Ni el viento que molestó durante toda la tarde a los toreros, ni las malas condiciones de sus astados detuvieron a Mirafuentes de Anda, quien se jugó la vida alegremente hasta alcanzar el triunfo a toda costa

El torero capitalino tuvo el debut soñado por cualquier novillero en la plaza de Toros México luego de una poderosa faena por el lado natural y una soberbia estocada que le valió el corte de una oreja para salir triunfante en el quinto festejo de la Temporada Chica en la Plaza de Toros México.

Fue un burel huidizo y rajado al que le costó encelar en el engaño, también la lucha por no ser descubierto por el viento inclemente que sopló durante todo el festejo, para que con gallardía, estilo y valor, el chaval de Peralvillo lograra pases por el lado natural algo descompuestos, pero que prendieron en el ánimo del público y que coronó con una estocada entera que fulminó a su enemigo para conseguir el apéndice buscado y la consabida repetición.

A su segundo, último de la tarde, le pegó pases de gran mérito por el lado izquierdo, pues el novillo se le colaba peligrosamente y estuvo a punto de herirlo, sin embargo, el valiente joven no se amilanó y estuvo tesonero hasta lograr que pasara, incluso se llevó un susto al ser levantado del suelo por los pitones del complicado animal al que mató de pinchazo y entera para ser aplaudido.

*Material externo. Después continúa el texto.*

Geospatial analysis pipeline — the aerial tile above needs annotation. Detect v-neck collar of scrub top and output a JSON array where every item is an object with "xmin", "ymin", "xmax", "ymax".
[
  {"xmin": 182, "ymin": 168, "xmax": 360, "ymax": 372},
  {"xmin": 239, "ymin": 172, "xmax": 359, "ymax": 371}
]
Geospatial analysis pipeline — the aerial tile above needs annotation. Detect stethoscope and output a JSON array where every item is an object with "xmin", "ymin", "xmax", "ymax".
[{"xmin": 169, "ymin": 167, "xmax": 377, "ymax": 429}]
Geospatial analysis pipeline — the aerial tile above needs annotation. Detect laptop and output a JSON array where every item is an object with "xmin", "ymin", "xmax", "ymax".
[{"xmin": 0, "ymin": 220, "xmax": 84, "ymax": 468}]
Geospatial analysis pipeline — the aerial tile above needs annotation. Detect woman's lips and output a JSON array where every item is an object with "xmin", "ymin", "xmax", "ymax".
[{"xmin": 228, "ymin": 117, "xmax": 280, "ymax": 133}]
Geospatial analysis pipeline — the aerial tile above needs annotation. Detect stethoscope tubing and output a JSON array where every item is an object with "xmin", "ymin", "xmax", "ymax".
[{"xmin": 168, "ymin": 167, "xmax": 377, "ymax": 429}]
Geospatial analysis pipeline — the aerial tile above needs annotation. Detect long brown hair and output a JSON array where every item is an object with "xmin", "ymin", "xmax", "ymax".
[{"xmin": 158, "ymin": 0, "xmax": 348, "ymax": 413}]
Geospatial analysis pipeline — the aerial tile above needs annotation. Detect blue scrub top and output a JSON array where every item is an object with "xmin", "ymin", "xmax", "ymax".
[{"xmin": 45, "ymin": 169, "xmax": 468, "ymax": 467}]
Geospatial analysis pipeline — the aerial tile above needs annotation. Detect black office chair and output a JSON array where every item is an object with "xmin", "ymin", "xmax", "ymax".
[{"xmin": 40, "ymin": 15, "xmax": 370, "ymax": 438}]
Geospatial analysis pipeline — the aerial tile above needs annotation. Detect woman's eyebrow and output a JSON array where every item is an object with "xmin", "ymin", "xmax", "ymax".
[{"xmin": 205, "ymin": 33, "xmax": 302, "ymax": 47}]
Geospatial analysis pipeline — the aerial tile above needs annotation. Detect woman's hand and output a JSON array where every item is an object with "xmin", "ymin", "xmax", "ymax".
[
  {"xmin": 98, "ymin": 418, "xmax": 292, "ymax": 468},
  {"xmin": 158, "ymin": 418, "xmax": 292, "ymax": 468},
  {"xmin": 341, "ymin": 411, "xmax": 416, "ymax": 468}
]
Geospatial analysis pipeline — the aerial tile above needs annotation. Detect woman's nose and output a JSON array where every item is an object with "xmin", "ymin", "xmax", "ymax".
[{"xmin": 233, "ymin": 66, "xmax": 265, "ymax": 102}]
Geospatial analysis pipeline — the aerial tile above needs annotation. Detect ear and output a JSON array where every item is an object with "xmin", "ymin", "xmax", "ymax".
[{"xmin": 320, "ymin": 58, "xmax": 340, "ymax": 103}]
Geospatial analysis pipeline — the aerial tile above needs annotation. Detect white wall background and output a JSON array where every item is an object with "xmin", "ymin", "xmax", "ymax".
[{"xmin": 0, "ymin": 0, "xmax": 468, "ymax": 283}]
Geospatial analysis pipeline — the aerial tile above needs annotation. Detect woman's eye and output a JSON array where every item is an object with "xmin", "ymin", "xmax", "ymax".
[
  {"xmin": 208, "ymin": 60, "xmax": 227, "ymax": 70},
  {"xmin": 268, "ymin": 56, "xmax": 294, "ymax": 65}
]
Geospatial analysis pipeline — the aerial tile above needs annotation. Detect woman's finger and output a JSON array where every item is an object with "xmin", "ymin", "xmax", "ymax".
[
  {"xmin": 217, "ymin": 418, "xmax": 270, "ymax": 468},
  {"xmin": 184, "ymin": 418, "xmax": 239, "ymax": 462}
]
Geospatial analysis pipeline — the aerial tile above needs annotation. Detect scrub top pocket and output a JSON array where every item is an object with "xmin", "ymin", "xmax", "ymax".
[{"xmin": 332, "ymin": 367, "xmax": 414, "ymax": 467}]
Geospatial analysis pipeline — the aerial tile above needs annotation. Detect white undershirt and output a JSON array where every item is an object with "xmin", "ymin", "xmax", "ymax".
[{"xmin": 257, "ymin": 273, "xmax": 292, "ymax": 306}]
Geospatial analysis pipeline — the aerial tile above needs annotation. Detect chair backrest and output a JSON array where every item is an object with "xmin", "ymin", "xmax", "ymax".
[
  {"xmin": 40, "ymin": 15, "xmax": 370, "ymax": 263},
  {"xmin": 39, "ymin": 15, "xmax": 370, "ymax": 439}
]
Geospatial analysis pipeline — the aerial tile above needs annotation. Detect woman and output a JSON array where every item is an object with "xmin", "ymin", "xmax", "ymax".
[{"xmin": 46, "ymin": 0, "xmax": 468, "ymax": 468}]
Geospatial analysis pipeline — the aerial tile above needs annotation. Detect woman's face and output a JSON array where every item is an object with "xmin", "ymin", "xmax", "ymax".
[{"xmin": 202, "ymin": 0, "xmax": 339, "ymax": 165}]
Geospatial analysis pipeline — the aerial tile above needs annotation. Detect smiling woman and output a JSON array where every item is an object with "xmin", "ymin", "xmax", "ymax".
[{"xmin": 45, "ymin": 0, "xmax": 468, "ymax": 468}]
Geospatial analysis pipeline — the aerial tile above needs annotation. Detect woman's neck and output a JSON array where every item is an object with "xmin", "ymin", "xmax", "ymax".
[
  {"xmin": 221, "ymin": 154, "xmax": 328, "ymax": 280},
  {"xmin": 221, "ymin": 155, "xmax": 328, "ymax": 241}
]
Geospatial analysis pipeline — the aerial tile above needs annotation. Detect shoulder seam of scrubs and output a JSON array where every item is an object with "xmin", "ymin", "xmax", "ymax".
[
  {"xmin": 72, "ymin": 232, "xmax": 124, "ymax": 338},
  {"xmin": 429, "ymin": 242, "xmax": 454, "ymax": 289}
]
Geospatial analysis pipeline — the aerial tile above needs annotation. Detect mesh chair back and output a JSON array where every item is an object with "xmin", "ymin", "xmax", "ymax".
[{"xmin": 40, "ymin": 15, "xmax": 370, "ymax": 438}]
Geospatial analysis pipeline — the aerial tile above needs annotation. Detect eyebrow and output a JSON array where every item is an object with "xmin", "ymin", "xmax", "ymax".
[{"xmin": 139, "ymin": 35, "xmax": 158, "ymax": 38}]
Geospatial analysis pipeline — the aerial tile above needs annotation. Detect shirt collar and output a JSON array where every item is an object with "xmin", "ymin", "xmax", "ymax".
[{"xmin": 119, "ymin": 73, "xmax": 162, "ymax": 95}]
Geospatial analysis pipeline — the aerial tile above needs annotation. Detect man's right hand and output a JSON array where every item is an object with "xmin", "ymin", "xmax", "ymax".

Alejandro López poco le pudo hacer a su primero, el viento le flameaba la muleta y lo descubría, pero logró estructurar algunos pases en redondo aunque falló con la espada y escuchó un aviso.

Al cuarto de la tarde, un novillo deslucido y distraído lo trató de interesar en el engaño con poco éxito, mató de pinchazo y entera para escuchar breves palmas.

Xavier Gallardo dejó poca constancia de los argumentos que lo llevaron a ser el triunfador del festejo anterior. Toreó con temple y trasmisión por el lado derecho, sin embargo la faena se le vino a menos y pinchó en repetidas ocasiones para escuchar breves palmas.

Su segundo enemigo nunca humilló y al llevar siempre la cabeza arriba dificultó su labor, por lo que le faltó conectar con la gente en los tendidos y se retiró en silencio.

Los novillos de Marrón, ganadería titular del festejo, dejaron mucho que desear, buscaban las tablas constantemente y algunos quisieron saltar al callejón, además de huir de los engaños y no recargar al caballo en la suerte de varas.

Por los hombres de Plata, brilló Sergio González, quien bregó con técnica y calidad al tercero de la tarde amén de colocarle banderillas en todo lo alto y dejándose llegar mucho al astado, por lo que terminó por saludar en el tercio entre cálida ovación.